El Niño has returned. Here’s what the phenomenon means for extreme weather and global warming.
El Niño is back, and the UN’s World Meteorological Organization (WMO) is warning that it could threaten lives.
The global weather phenomenon refers to when waters in the Pacific Ocean become much warmer than usual.
After three years of the cooling La Niña weather pattern, the WMO announced that El Niño is now underway and has a 90 per cent probability of continuing until the end of the year at moderate strength or higher.
Temperature records are already being broken and El Niño could push the world past a new average temperature record.
"El Niño is normally associated with record breaking temperatures at the global level. Whether this will happen in 2023 or 2024 is not yet known, but it is, I think, more likely than not," says Carlo Buontempo, director of the EU's Copernicus Climate Change Service.
The climatic event could have drastic weather effects from searing heatwaves to stronger storms.
The WMO has urged governments to take adequate precautions in order to prevent loss of life.
“The declaration by WMO is the signal to governments around the world to mobilise preparations," says Petteri Taalas, the WMO secretary-general.
"Early warnings and anticipatory action of extreme weather events associated with this major climate phenomenon are vital to save lives and livelihoods.”
Rising sea temperatures are already threatening the animal population of the Galapagos Islands.
Here’s how climate scientists predict El Niño will affect global temperatures, weather and marine life.
What is El Niño?
It is caused by ocean temperatures and winds in the Pacific that oscillate between warming El Niño and cooling La Niña.
This year is already predicted to be hotter than 2022 and the fifth or sixth hottest year on record.
The effects of El Niño take months to be felt and may mean 2024 breaks temperature records.
The world's hottest year on record so far was 2016, coinciding with a strong El Niño - although climate change has fuelled extreme temperatures even in years without the phenomenon.
The last eight years were the world's eight hottest on record - reflecting the longer-term warming trend driven by greenhouse gas emissions.
How does El Niño affect the weather?
El Niño pushes warm water in the Pacific Ocean eastwards, causing the Pacific jet stream to move south of its neutral position.
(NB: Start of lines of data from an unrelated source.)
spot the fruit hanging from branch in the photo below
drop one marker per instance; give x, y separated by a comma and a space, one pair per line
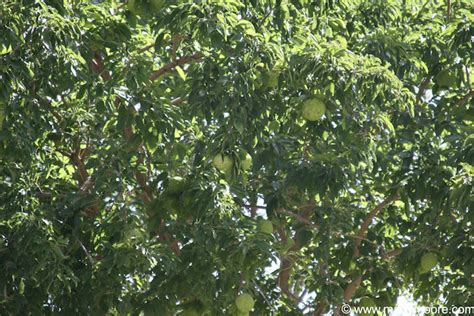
428, 262
244, 302
313, 109
245, 160
223, 162
265, 226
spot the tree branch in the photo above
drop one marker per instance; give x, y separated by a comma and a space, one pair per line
421, 90
298, 217
178, 62
365, 224
465, 98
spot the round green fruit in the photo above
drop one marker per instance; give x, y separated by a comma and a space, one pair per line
245, 161
244, 302
445, 79
223, 162
313, 109
265, 226
272, 79
367, 302
156, 5
176, 185
190, 312
428, 261
136, 7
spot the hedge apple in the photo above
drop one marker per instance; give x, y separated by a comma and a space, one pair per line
190, 312
265, 226
223, 162
245, 161
313, 109
445, 79
244, 302
428, 262
367, 302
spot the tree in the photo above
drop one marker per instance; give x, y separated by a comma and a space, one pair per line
113, 115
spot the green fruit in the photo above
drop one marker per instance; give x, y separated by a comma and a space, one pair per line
176, 185
272, 79
223, 162
265, 226
156, 5
190, 312
428, 262
136, 7
367, 302
313, 109
244, 302
245, 161
445, 79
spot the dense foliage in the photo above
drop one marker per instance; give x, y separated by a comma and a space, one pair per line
205, 157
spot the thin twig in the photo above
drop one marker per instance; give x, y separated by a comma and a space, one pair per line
365, 224
178, 62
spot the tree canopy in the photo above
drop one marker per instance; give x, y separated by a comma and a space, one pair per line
227, 157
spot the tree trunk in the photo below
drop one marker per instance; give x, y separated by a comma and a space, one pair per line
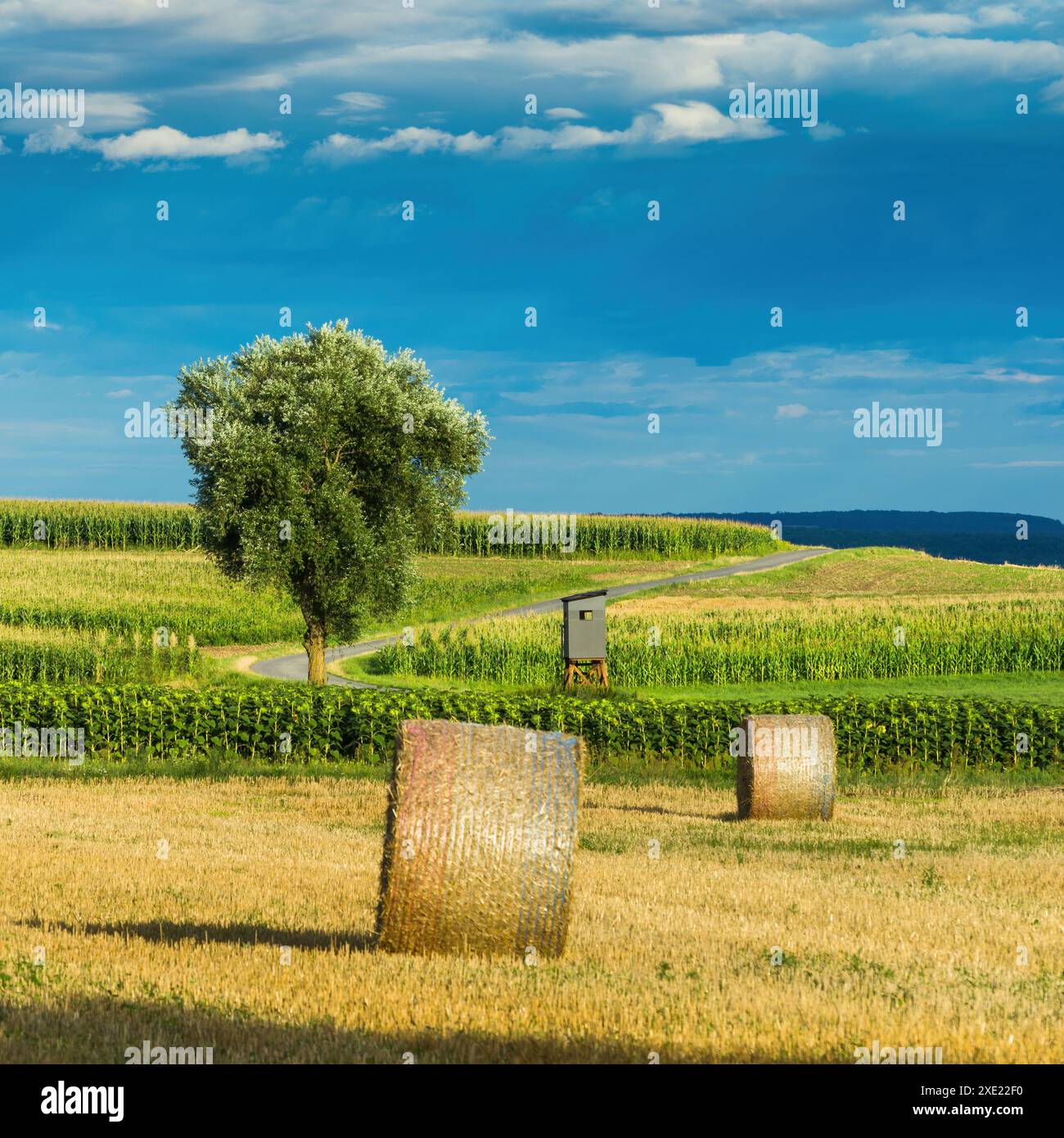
314, 642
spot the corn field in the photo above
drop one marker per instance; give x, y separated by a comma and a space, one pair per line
74, 591
99, 525
612, 536
99, 658
147, 526
869, 642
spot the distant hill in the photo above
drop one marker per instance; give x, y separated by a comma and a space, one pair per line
968, 535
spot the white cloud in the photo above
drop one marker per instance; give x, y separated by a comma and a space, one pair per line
155, 143
114, 111
667, 123
1055, 93
355, 106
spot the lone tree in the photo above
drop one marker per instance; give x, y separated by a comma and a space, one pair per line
324, 463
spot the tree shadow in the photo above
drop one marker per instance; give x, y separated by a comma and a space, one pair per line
729, 816
174, 933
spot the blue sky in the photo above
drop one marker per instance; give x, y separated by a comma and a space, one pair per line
634, 317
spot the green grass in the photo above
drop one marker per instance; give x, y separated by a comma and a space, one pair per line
627, 772
868, 639
70, 592
1023, 686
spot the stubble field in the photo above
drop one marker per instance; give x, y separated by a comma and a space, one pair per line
952, 939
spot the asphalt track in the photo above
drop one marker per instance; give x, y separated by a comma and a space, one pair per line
294, 667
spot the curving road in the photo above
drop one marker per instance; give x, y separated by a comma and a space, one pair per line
294, 667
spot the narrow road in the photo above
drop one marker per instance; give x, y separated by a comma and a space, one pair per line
294, 667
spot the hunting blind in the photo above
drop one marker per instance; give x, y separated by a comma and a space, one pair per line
583, 638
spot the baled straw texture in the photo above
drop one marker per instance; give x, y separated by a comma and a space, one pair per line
480, 841
787, 768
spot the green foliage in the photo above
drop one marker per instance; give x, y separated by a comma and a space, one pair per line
139, 721
783, 644
328, 460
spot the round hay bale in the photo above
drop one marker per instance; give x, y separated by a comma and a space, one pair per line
480, 840
787, 767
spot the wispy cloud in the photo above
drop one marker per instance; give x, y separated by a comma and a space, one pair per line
155, 143
667, 123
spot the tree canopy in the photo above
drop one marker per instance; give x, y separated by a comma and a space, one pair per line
327, 460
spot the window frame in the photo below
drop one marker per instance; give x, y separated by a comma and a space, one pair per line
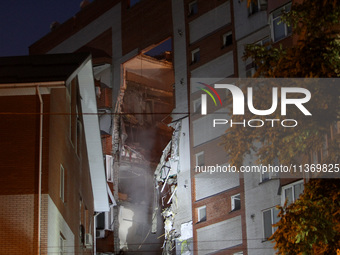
250, 8
61, 244
286, 187
197, 104
272, 221
199, 218
197, 155
192, 11
130, 5
233, 204
194, 58
62, 183
224, 39
278, 18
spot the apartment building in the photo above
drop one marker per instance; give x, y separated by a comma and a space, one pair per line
52, 181
206, 214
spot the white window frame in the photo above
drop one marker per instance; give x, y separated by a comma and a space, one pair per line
133, 3
271, 175
224, 39
238, 253
233, 204
197, 104
62, 183
277, 19
250, 8
199, 216
273, 211
61, 245
109, 168
193, 52
191, 4
290, 186
197, 155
This produces dryer and warmer weather in northern US and intense rainfall and flooding in the US Gulf Coast and Southeast.
In Europe, it can lead to colder, drier winters in the north and wetter winters in the south.
During the phenomenon, the global temperature increases by around 0.2 degrees Celsius, according to the US National Oceanic and Atmospheric Administration (NOAA).
This could mean breaking the crucial 1.5 degrees Celsius global warming limit.
“The probability of having the first year at 1.5 degrees Celsius in the next five-year period is now about 50:50,” Professor Adam Scaife at the UK Met Office told the Guardian.
The first places to feel the effects will be countries close to the Pacific, like the west coast of the Americas, Japan, Australia and New Zealand.
Indonesia and Australia will likely experience hotter and drier weather with a greater possibility of wildfires.
Monsoons in India and rains in South Africa might be reduced while east Africa could get more rains and flooding.
El Niño also increases hurricane activity in the Pacific meaning places like Hawaii will be at risk of tropical cyclones.
How does El Niño affect sea life?
El Niño also endangers marine life along the Pacific Coast. In normal conditions, a phenomenon known as 'upwelling' brings cool, nutrient-rich water up from the ocean depths.
When El Niño occurs, this process is suppressed or halted completely. This means fewer phytoplankton along the coast resulting in less food for certain fish.
In March, scientists found that global sea surface temperatures were at a record high. El Niño is already exacerbating the situation.
There is a 56 per cent chance that when the weather phenomenon is at peak strength, the Eastern-Pacific sea surface temperatures will be at least 1.5 degrees Celsius higher than normal, according to NOAA.
Warmer water causes bleaching in coral reefs leaving them at greater risk of starvation.
El Niño theatens reptiles on the Galapagos Islands
Warming waters in the Pacific Ocean are threatening reptiles on the Galapagos Islands.
Black marine iguanas, which are unique to the Ecuadorian archipelago, have adapted to find their main food source - algae - in the surrounding waters.
But rising temperatures means less algae and a possible risk of starvation for the creatures.
Heavy rains are also imperilling the islands' turtle population by flooding their nests, which reduces reproduction.